Hall of Fame

Kip McDaniel

Graduation Year


Induction Year


Hall of Fame

Harvard Athletic Achievements

IRA National Champions … Eastern Sprints Champions … Defeated Yale by 49.8 seconds … Completed the season with an unbeaten 7-0 record … ECAC Boathouse Sports Trophy recipients as “the member program of the ECAC that best demonstrates the conference’s core values.”

Hall of Fame

Remembering Harvard Athletics

When I passed through the gates of Harvard Yard in September of 2000, it was by taxi. I didn’t know a soul east of the Colorado river, let alone in Massachusetts.

But once beyond those gates, passed, in large part, due to the privileges of my upbringing, there was another set of gates that no amount of privilege would help clear: Those of Harry Parker and the Harvard University Boat Club.

With Harry, hard work was paramount. Your parents’ wealth, your high school alma mater, your charm or lack thereof: None of it mattered in Newell boathouse.

It was in Newell that, for the first time in my life, I felt completely at home — a master of my fate to a degree I’d never felt before.

Day after day, week after week, month after month, morning hours spent on the erg next to Wayne Pommen and Will Riffelmacher improved stamina; stadiums climbed next to Justin Bosley and Artour Samsanov seared the lungs; basin shots across from Alex Chastain-Chapman and Malcolm Howard seasoned the hands and body.

The competition for seats was brutal — much more brutal than any race against Yale or Princeton. To this day I still awake some nights fearful, not of losing to UW or Wisconsin, but of failing to make the varsity. Friendships were strained when boats were announced. Yet without exception, we knew that the winners of those seat races won fairly, because the man running those races cared only about making the fastest boat possible.

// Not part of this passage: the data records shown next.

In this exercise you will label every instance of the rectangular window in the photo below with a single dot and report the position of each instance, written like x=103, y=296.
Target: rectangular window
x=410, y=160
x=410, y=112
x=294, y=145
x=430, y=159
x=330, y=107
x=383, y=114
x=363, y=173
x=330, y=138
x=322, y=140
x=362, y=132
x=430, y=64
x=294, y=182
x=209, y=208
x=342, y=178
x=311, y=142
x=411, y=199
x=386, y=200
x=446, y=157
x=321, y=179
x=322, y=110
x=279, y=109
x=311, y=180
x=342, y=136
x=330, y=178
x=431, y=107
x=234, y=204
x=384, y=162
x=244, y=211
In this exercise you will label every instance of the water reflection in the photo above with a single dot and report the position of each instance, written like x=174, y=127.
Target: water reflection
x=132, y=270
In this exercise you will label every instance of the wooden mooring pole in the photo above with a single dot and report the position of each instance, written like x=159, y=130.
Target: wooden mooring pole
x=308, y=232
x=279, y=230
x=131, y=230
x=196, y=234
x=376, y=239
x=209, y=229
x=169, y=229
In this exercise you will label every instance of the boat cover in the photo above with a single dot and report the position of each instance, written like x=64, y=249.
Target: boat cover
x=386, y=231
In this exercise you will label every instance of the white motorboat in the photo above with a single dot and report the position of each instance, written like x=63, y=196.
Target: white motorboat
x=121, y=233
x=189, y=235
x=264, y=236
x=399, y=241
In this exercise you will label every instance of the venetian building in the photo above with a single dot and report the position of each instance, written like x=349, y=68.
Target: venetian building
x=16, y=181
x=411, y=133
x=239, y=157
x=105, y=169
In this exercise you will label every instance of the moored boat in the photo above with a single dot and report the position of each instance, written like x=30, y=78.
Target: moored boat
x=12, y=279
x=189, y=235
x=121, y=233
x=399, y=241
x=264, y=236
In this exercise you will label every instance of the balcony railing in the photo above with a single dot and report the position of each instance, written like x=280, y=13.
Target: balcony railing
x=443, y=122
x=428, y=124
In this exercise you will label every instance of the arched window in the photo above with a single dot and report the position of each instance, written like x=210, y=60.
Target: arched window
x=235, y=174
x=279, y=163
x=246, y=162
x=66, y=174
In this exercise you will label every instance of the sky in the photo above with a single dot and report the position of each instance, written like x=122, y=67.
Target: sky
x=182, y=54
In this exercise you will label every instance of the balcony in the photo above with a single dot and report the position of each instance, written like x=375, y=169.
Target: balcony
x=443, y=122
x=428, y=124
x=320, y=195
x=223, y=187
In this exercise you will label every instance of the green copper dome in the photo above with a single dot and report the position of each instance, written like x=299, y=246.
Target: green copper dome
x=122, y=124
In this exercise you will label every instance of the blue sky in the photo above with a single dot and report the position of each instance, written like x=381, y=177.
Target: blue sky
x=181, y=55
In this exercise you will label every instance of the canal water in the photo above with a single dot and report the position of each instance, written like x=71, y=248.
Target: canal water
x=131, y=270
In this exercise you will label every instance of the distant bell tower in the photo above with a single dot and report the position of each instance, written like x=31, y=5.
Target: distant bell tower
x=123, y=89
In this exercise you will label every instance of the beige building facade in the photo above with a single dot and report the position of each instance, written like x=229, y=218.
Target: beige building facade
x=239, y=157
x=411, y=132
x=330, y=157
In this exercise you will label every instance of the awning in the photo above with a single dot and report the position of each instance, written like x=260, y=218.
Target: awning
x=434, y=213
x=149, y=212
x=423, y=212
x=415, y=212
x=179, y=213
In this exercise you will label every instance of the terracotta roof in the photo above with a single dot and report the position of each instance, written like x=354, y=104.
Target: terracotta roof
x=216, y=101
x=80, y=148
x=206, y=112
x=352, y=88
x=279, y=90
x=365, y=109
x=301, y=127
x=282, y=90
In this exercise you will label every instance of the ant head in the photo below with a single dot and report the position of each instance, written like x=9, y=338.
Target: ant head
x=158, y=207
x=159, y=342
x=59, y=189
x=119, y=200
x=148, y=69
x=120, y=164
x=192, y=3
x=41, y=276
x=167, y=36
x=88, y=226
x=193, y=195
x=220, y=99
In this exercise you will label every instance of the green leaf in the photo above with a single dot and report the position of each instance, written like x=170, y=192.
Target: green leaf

It is easy to remember our unbeaten run as a long, straight road littered with green lights, but that obscures reality.

For each win there were, collectively, thousands of hours of monotonous mornings, early bedtimes (for some of us), and mountains of self-doubt. For each boat made, there were friends of ours facing extreme disappointment. And for every exceptional practice session, there was another where we knew that we hadn’t lived up to Harry’s standards – a fate worse than losing.

But, of course, there were many green lights. I remember the first one well: A win against Northeastern, on a calm Saturday evening in April 2003, by what was then an unbelievable 11-second margin.

After we crossed the line, I looked down at my hands, then up at Jesse Oberst, thinking, “What just happened?”

The answer: Hard work, and nothing more.